Testing with Mocha - Part 1

Introduction

This journal entry was written by me, Brandon Nolet, talking about my experience while I code some tests for my software project genera(develop branch). This will be an “ongoing series” but not like the patching series that I just finished. The posts will be much more spread out.

Mocha

Mocha is a feature-rich JavaScript test framework running on Node.js I chose this testing suite because I felt like it would be the least friction to get it up and uses a lot of the built-in features of Node itself. See the Mocha documentation here.

Testing

Basically the concept is you write test cases that will either pass or fail. In the way that I’m writing my server, I write the code, write tests based on what I expect the code to do and then run those tests.

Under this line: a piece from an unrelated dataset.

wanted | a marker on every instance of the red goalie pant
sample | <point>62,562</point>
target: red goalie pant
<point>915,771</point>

If the tests pass, then all is good. If the tests fail then, at this point, it’s because the test isn’t properly written. This is what’s happening.

Chai

So while Mocha provides the framework for the tests, the assertions are truly where it’s at. I’m using the Chai assertion library. Chai is a BDD / TDD assertion library for node and the browser that can be delightfully paired with any javascript testing framework.. See the here.

With Chai, you want to tell the test suite what you expect to be the result of the test. If the test is to check whether or not a given request returns a given value, then you’re telling the test suite that. Example of an assertion:


chai.request(app)
  .get('/tasks/query?inbox=true')
  .end(function(err, res) {
    res.body.should.be.a('array')
    res.body.should.have.lengthOf(2)
    })

In this assertion I say that I want Chai to make a GET request to the server at the address /tasks/query?inbox=true and that I expect the response to be an array with a length of 2.

Style

At the moment, I’m really not sure what sort of style I should be using when writing mocha code. I switch between using assert() and using the should styles and it seems to be fine. The should style is more like the example above, whereas the assert() style is more like this:


chai.request(app)
  .get(`/tasks/${res.body[0]._id}`)
  .end(function(error,response) {
    assert.equal(response.body.task, "Mow the lawn")
    response.body.should.be.a('object')
    })

In this snippet I’m making a GET request to the server at an address that corresponds to /tasks/ plus the _id property of the first object within the array res.body. res corresponds to the response of a previous GET request. As you can see I mixed the styles and it’s more of a functional decision that I end up making.

The one thing I’m having trouble dealing with, and this is more of a personal preference I think, is having crash-type messages when one or more tests fail. I would prefer messages simply be something along the lines of “The body wasn’t an object” rather than UnhandledPromiseRejectionWarning: AssertionError: expected.....

That can be done, but I just have to learn how to do it.

Frustration

Seeing as I’m, firstly, still learning node, and secondly, still learning Mocha+Chai (which use NodeJS as the language), I find myself putzing about trying to get the tests to even work properly in the first place. It’s almost like trying to use the ladder you’re in the process of building to build a house.

I still don’t have a complete handle on how to use a Promise or how asynchronous code works. Eventually I’ll become more comfortable and familiar with these concepts but I don’t know how long that will take.

Conclusion

Even though the server has a lot of effort put into it and almost works as desired, there’s still a lot of work to be done. genera/generalist has a long way to go and I feel like I’ve only just touched the surface of what I’m meant to learn here.